After the case ended he returned to football with Newport County followed by spells at Dinas Powys and Barry Town. After a spell playing for Maesteg Park, Jeanne joined amateur side Carpenters Arms. On 7 July 2009, Jeanne was arrested on suspicion of money-laundering after a police raid on his home.

Jeanne featured in two pre-season friendlies for Conference South side Weston-super-Mare on 9 and 11 July before signing on non-contract terms, making his debut on the opening day of the season in a defeat to Staines Town. However, he was released the following month due to a lack of fitness.

In November 2010, Jeanne left Welsh League side Cardiff Corinthians, and signed for Conference National side Bath City on a non-contract pay-as-you-play basis. Jeanne also signed on for Cinderford Town of the Southern League South & West Division on dual registration and spent the majority of the 2010–11 season with Cinderford.
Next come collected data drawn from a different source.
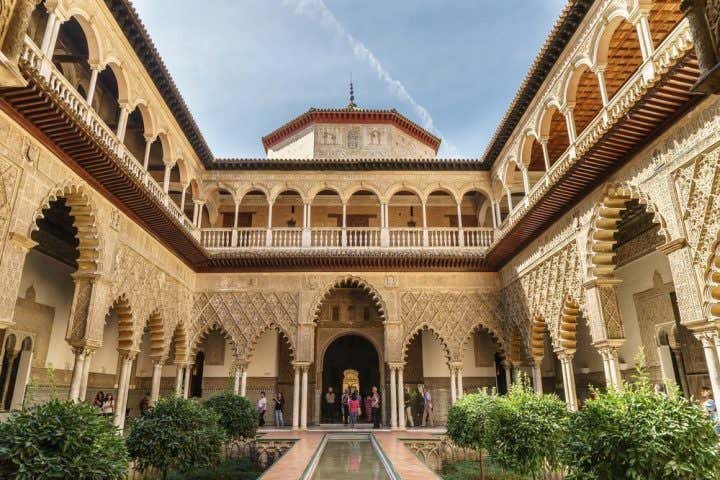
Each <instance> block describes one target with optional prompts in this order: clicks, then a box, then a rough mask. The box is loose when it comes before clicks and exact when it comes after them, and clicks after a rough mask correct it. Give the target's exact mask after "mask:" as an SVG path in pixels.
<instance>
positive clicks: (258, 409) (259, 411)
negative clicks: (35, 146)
mask: <svg viewBox="0 0 720 480" xmlns="http://www.w3.org/2000/svg"><path fill="white" fill-rule="evenodd" d="M266 410H267V398H265V392H260V400H258V415H259V418H258V425H259V426H261V427H263V426H265V411H266Z"/></svg>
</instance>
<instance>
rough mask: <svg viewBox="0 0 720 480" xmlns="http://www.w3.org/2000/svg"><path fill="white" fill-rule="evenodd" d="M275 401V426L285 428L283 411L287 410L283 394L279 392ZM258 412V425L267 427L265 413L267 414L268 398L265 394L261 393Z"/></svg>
mask: <svg viewBox="0 0 720 480" xmlns="http://www.w3.org/2000/svg"><path fill="white" fill-rule="evenodd" d="M272 401H273V412H274V413H275V426H276V427H284V426H285V417H284V415H283V409H284V408H285V397H284V396H283V394H282V393H281V392H278V393H277V394H276V395H275V396H274V397H273V399H272ZM257 410H258V425H259V426H261V427H263V426H265V413H266V412H267V397H266V396H265V392H260V398H259V399H258V403H257Z"/></svg>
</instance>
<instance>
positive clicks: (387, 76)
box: [283, 0, 457, 155]
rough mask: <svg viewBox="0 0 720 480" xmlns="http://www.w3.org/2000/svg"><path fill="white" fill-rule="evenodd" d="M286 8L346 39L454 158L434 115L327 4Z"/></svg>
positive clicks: (318, 2)
mask: <svg viewBox="0 0 720 480" xmlns="http://www.w3.org/2000/svg"><path fill="white" fill-rule="evenodd" d="M283 4H284V5H285V6H286V7H289V8H293V10H294V11H295V13H296V14H298V15H306V16H308V17H311V18H315V19H317V20H318V21H319V22H320V23H321V24H322V25H323V27H325V28H326V29H327V30H329V31H331V32H333V33H334V34H335V35H337V36H338V37H340V38H344V39H345V40H346V41H347V43H348V45H349V46H350V49H351V50H352V52H353V54H354V55H355V57H357V58H358V59H359V60H361V61H363V62H365V63H366V64H367V65H368V66H369V67H370V68H371V69H372V70H373V71H374V72H375V73H376V74H377V76H378V77H379V78H380V79H381V80H382V81H383V82H384V83H385V84H386V86H387V88H388V89H389V90H390V92H391V93H392V94H393V95H394V96H395V97H396V98H398V99H399V100H401V101H403V102H406V103H407V104H409V105H410V106H411V107H412V109H413V111H414V112H415V114H416V115H417V116H418V117H419V118H420V122H421V124H422V126H423V128H425V129H426V130H428V131H430V132H432V133H433V134H435V135H437V136H438V137H440V138H441V139H442V140H443V150H444V152H446V153H448V154H450V155H454V154H456V152H457V149H456V148H455V146H454V145H452V144H451V143H450V142H449V141H448V140H447V139H446V138H444V137H443V135H442V133H441V132H440V130H438V129H437V127H436V126H435V122H434V121H433V118H432V116H431V115H430V112H428V111H427V109H426V108H425V107H423V106H422V105H421V104H420V103H418V102H417V101H416V100H415V99H414V98H413V96H412V95H410V92H408V91H407V89H406V88H405V85H403V84H402V82H401V81H400V80H397V79H395V78H393V76H392V75H390V72H388V71H387V69H385V67H384V66H383V64H382V63H381V62H380V60H379V59H378V58H377V57H376V56H375V54H373V52H372V51H370V49H369V48H367V47H366V46H365V44H364V43H363V42H361V41H360V40H358V39H357V38H355V37H354V36H353V35H352V34H350V33H349V32H348V31H347V30H346V29H345V27H344V26H343V25H342V24H341V23H340V21H339V20H338V19H337V17H336V16H335V15H334V14H333V13H332V11H330V9H329V8H328V7H327V5H325V2H324V1H323V0H283Z"/></svg>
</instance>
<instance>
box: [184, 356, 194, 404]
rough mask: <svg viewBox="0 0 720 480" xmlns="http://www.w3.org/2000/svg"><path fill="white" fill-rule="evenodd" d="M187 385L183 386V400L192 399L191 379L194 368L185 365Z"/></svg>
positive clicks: (187, 365) (185, 380) (185, 372)
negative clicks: (192, 370) (190, 390)
mask: <svg viewBox="0 0 720 480" xmlns="http://www.w3.org/2000/svg"><path fill="white" fill-rule="evenodd" d="M184 370H185V382H184V383H185V384H184V385H183V398H189V397H190V377H191V376H192V367H191V365H189V364H188V365H185V368H184Z"/></svg>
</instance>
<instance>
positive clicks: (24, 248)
mask: <svg viewBox="0 0 720 480" xmlns="http://www.w3.org/2000/svg"><path fill="white" fill-rule="evenodd" d="M8 240H10V241H11V242H12V243H13V244H15V245H17V246H18V247H20V248H21V249H23V250H24V251H26V252H27V251H29V250H31V249H32V248H33V247H35V246H36V245H37V242H36V241H35V240H33V239H31V238H29V237H26V236H25V235H23V234H21V233H17V232H10V234H9V235H8Z"/></svg>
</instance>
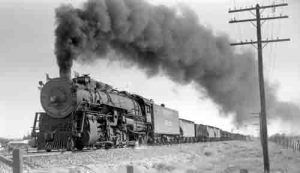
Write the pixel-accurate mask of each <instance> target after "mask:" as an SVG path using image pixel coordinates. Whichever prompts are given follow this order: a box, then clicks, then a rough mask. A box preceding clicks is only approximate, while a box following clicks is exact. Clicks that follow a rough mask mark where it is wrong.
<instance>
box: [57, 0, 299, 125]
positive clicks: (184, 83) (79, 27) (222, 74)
mask: <svg viewBox="0 0 300 173" xmlns="http://www.w3.org/2000/svg"><path fill="white" fill-rule="evenodd" d="M56 20H57V22H56V23H57V28H56V31H55V33H56V43H55V44H56V45H55V47H56V56H57V62H58V65H59V68H60V72H61V73H60V74H61V76H68V75H65V74H67V73H69V72H70V70H71V67H72V62H73V61H74V60H80V61H79V62H85V61H89V62H93V61H94V60H96V59H100V58H109V56H106V55H107V53H108V52H110V51H111V50H113V51H114V52H117V53H118V55H119V59H118V60H120V61H127V62H130V63H133V64H135V65H136V66H137V67H138V68H140V69H141V70H143V71H144V72H145V73H146V74H148V75H149V76H153V75H156V74H158V73H159V72H162V73H163V74H165V75H166V76H168V77H169V78H170V79H171V80H173V81H174V82H177V83H179V84H189V83H191V82H192V83H193V84H195V86H196V88H197V89H198V90H199V92H202V93H203V92H205V93H206V95H207V96H208V97H209V98H211V99H212V100H213V101H214V102H215V103H216V104H217V105H219V108H220V110H221V111H223V112H224V113H225V114H227V113H234V114H236V117H235V124H236V125H241V124H242V123H243V122H244V121H246V119H249V115H250V114H251V112H253V111H255V112H256V111H259V110H260V108H259V97H258V91H259V89H258V82H257V81H258V79H257V65H256V64H257V62H256V60H255V58H254V55H253V53H251V52H249V51H245V52H241V53H237V52H236V51H235V50H234V49H233V48H232V47H231V46H230V45H229V39H228V36H227V35H225V34H218V35H216V34H214V33H213V31H212V30H210V29H208V28H207V27H205V26H203V25H201V24H199V21H198V18H197V15H196V14H195V13H194V12H193V11H191V10H190V9H189V8H187V7H182V6H181V7H180V8H179V9H177V8H176V9H171V8H168V7H166V6H163V5H159V6H155V5H151V4H149V3H147V2H146V1H143V0H89V1H87V2H86V3H84V4H83V7H82V8H74V7H72V6H71V5H63V6H61V7H59V8H58V9H57V10H56ZM91 54H92V55H93V56H88V55H91ZM266 95H267V97H268V98H269V101H270V100H271V101H270V102H267V103H268V106H269V107H268V108H269V110H268V111H271V110H276V109H275V107H276V108H278V106H279V105H280V106H279V107H281V106H283V107H284V108H283V107H281V108H280V110H282V111H280V114H278V111H272V112H274V113H273V114H270V116H273V117H282V116H284V117H285V118H282V119H284V120H287V121H290V120H291V119H297V121H298V122H299V120H300V118H299V117H297V116H295V114H294V113H293V114H291V113H289V112H286V111H285V110H287V109H286V107H287V105H288V106H289V107H293V108H294V106H291V104H282V103H281V102H279V101H277V98H276V95H275V92H274V87H273V86H272V85H270V83H266ZM268 98H267V99H268ZM293 110H294V111H298V110H297V109H293ZM297 113H298V115H299V113H300V111H299V112H297ZM291 123H292V124H294V125H296V124H297V123H295V121H294V122H291Z"/></svg>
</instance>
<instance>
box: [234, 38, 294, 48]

In June 2011, Jeanne joined Championship side Brighton & Hove Albion for pre-season training in a bid to earn a contract and play football at a high level once more. He started the 2011–12 season playing for Welsh Premier League side Afan Lido but left before the start of the 2012–13 season to join Carmarthen Town.
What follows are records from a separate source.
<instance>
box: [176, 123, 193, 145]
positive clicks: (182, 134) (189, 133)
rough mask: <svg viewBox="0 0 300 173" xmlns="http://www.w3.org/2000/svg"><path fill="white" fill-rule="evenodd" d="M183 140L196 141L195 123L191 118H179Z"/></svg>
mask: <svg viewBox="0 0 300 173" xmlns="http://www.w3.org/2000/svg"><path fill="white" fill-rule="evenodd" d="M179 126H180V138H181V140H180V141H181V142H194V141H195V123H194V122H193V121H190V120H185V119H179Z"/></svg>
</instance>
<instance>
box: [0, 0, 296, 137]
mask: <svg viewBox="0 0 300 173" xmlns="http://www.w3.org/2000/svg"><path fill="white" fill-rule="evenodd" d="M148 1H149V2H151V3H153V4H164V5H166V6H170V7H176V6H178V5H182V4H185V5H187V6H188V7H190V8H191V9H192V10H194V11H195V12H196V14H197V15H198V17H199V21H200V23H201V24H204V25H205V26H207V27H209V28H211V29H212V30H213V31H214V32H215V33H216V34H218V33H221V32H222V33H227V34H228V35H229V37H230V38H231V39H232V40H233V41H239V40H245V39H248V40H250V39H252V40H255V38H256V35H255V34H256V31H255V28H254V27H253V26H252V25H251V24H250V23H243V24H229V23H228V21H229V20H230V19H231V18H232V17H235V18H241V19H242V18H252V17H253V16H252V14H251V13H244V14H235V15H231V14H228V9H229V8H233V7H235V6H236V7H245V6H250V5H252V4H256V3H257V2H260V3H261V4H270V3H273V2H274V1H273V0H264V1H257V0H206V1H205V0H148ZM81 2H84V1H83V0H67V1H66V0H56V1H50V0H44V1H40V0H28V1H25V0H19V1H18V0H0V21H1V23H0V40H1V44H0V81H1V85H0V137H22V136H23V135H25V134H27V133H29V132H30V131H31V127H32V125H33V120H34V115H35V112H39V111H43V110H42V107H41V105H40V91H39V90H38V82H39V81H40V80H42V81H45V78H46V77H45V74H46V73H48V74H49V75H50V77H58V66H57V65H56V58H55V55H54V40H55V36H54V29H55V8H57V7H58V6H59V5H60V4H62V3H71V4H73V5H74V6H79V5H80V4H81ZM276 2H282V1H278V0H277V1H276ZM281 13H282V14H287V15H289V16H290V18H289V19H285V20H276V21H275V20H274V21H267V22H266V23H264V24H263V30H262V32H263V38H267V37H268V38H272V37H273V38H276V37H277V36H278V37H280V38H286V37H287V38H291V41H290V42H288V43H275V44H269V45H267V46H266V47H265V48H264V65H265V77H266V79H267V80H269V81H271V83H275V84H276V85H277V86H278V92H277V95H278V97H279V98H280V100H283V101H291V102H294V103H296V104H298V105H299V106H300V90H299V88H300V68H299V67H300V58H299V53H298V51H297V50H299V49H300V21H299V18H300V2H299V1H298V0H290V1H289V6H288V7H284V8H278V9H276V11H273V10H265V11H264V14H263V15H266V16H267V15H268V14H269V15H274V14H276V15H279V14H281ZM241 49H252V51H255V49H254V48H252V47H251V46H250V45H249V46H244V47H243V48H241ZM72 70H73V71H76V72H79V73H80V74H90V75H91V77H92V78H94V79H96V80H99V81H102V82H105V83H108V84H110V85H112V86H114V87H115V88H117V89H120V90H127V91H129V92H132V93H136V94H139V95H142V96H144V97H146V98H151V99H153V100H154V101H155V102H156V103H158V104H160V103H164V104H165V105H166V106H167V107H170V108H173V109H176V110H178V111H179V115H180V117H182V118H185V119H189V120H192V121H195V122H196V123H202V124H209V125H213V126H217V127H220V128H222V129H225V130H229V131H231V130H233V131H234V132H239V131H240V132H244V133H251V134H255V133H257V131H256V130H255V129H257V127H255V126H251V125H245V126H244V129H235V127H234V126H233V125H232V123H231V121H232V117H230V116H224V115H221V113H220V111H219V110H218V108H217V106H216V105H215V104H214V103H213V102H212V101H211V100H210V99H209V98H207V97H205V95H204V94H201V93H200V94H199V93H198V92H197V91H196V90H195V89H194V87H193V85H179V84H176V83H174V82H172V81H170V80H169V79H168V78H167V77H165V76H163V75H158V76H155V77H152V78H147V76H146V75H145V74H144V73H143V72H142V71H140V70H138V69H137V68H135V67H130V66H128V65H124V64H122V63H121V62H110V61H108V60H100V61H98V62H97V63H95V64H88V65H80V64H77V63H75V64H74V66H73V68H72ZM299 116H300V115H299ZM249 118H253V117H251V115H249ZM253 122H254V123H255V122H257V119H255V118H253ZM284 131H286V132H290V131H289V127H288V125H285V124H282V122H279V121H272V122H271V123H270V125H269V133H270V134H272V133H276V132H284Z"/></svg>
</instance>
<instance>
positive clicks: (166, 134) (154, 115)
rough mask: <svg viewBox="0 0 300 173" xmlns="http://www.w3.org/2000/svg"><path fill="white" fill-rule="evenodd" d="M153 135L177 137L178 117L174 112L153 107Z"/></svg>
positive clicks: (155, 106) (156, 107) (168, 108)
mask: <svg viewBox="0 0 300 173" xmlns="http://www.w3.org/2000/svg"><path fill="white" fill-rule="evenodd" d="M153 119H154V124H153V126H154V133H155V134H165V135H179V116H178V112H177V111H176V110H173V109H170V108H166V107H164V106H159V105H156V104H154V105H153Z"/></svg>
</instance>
In the second half of the 2015–16 season, Jeanne played for Paulton Rovers. In July 2016 he went on trial with Evesham United and in August he signed for the club. He made 5 substitute appearances for Evesham, none in the league, and later in the 2016–17 season he played for Taffs Well. In 2018 he was playing for Goytre United.

In August 2025, Jeanne signed for Bridgend Street. In July 2026, Jeanne signed for Cymru South side Trethomas Bluebirds.

==Honours==
Cardiff City
- FAW Premier Cup winner: 2001–02

==Legal issues ==

In May 2015 Jeanne was sentenced to 30 months in prison for conspiring to supply cocaine, heroin and cannabis.
He was part of a drug gang operating in Gloucester and surrounding cities and areas selling crack cocaine and heroin. He was responsible for the Cardiff side of the gangs business operation. Judge Ford told him: "You are a great disappointment to many people. You wasted your talent and turned from an honest, athletic man to a common criminal. You've been ruined by drugs. References show you have the capacity for reform."

In June 2017, Jeanne and his 19-year-old son Tremaine were convicted after the latter had an armed fight with another man in Llanrumney the previous November. Jeanne admitted threats and received 180 hours of unpaid work, while his son received eight months in detention for affray and possession of an offensive weapon, concurrent with his three-year sentence for possessing crack cocaine with intent to supply. The third man received six months in prison for affray.

In July 2019, Jeanne was convicted of dangerous driving after damaging another car while fleeing from the police at 100 miles per hour. He was given an eight-month prison sentence suspended for 18 months, and 12 weeks of curfew. In September, a warrant was issued for his arrest due to breaches of curfew.